The agreement itself was supposedly confirmed by Luo Zhongsheng, Sharp China's mobile chief and an executive director at FIH Mobile, Foxconn's product development subsidiary who presently manufactures Nokia devices designed by HMD Global and also bought a portion of Microsoft Mobile's feature phone unit last year, including Microsoft Mobile Vietnam. Mr. Luo was cited by Chinese media as saying that Sharp would initially increase its focus on China before possibly setting its sights on the global market. The company is also presently developing a new lineup of relatively bezel-free smartphones presumably running Android, with Mr. Luo indicating that the new series will be launched in China at some point in the future, though it remains unclear whether the newly introduced AQUOS R Compact is to be part of the collaboration.

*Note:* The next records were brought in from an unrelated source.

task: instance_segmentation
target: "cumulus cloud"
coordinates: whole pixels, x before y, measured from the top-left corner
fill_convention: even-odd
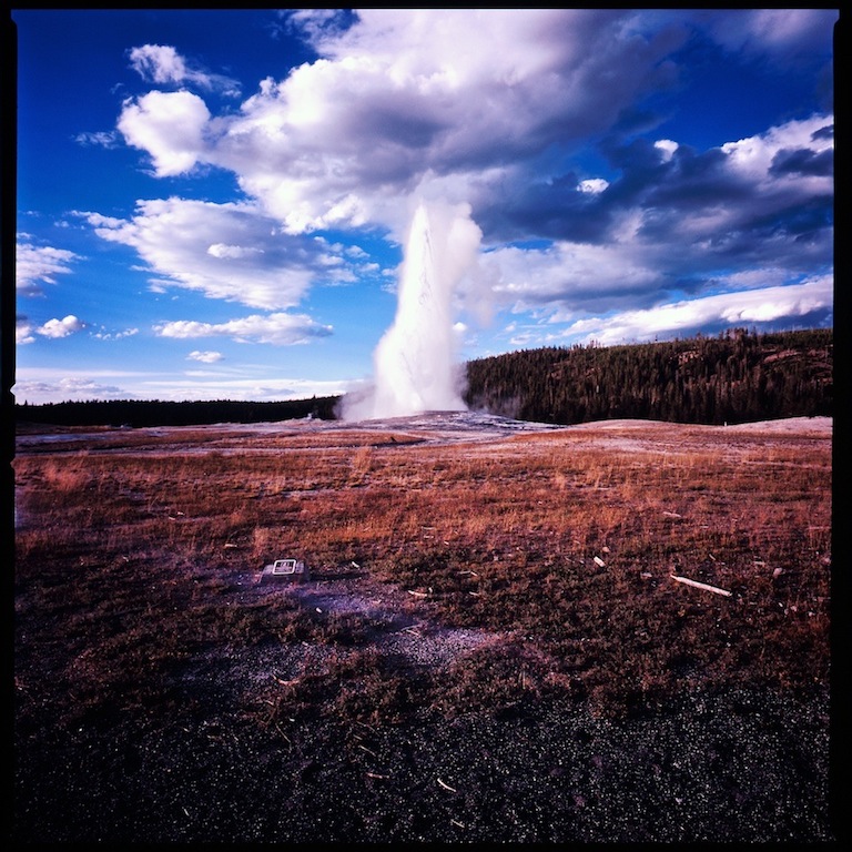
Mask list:
[[[316,283],[378,272],[368,257],[300,235],[376,227],[399,242],[410,197],[440,197],[470,205],[504,305],[575,331],[587,322],[578,316],[604,322],[627,298],[637,323],[674,316],[679,327],[687,295],[712,313],[732,304],[719,282],[748,270],[773,270],[779,290],[742,277],[747,305],[762,292],[795,315],[797,282],[832,266],[833,115],[814,112],[700,150],[674,132],[661,138],[663,114],[645,99],[682,84],[679,53],[696,41],[749,61],[830,57],[826,21],[835,17],[298,10],[282,20],[318,60],[258,81],[239,110],[221,114],[199,93],[213,91],[213,75],[174,48],[143,45],[133,67],[168,91],[124,102],[118,126],[128,144],[151,158],[159,178],[227,170],[251,201],[142,201],[128,220],[89,221],[139,252],[153,286],[285,311]],[[595,158],[581,165],[572,156],[589,139]],[[246,339],[278,336],[258,331],[261,318],[282,322],[251,317]],[[625,322],[613,333],[629,334]],[[161,333],[242,334],[231,325],[187,321]]]
[[[74,142],[83,145],[84,148],[118,148],[119,134],[115,131],[83,131],[74,136]]]
[[[215,364],[217,361],[222,361],[225,356],[221,352],[200,352],[193,349],[187,356],[187,361],[200,361],[202,364]]]
[[[149,92],[124,103],[119,130],[146,151],[158,178],[189,172],[203,158],[210,111],[192,92]]]
[[[295,240],[251,203],[140,201],[128,220],[83,213],[104,240],[133,247],[159,288],[185,287],[209,298],[265,310],[296,305],[312,282],[352,278],[351,264],[327,244]],[[342,253],[342,250],[337,250]]]
[[[16,290],[19,295],[38,296],[40,284],[55,284],[57,275],[72,272],[71,264],[82,260],[67,248],[18,243],[16,247]]]
[[[332,334],[332,327],[320,325],[310,316],[301,314],[258,314],[226,323],[202,323],[194,320],[178,320],[154,326],[162,337],[189,339],[194,337],[231,337],[237,343],[271,343],[275,346],[292,346],[307,343],[316,337]]]
[[[174,85],[197,85],[235,97],[240,83],[191,63],[169,44],[143,44],[130,51],[131,68],[146,82]]]
[[[42,337],[68,337],[70,334],[80,332],[85,327],[85,323],[78,320],[73,314],[62,317],[62,320],[48,320],[47,323],[39,326],[36,332]]]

The first concrete steps in Foxconn and Sharp's partnership are likely to be taken in 2018, as suggested by the executive who didn't elaborate on the matter.
Even if Sharp doesn't make a major global smartphone push in the short term, China could by itself significantly improve the company's overall performance, with the Far Eastern country being the largest handset market on the planet. The partnership will presumably see Foxconn manufacture some of Sharp's products in its numerous factories throughout China but the Taiwanese tech giant has yet to confirm the deal in an official capacity. Foxconn — who also manufactures Apple's iPhones — recently bid for a stake in another major Japanese business when Toshiba put its NAND memory unit for sale. Despite launching the largest of the three offers for the division, Toshiba accepted a smaller bid from a consortium led by Bain Capital after some Japanese government officials reportedly signaled that they aren't keen on approving a sale to a company with such close ties to China.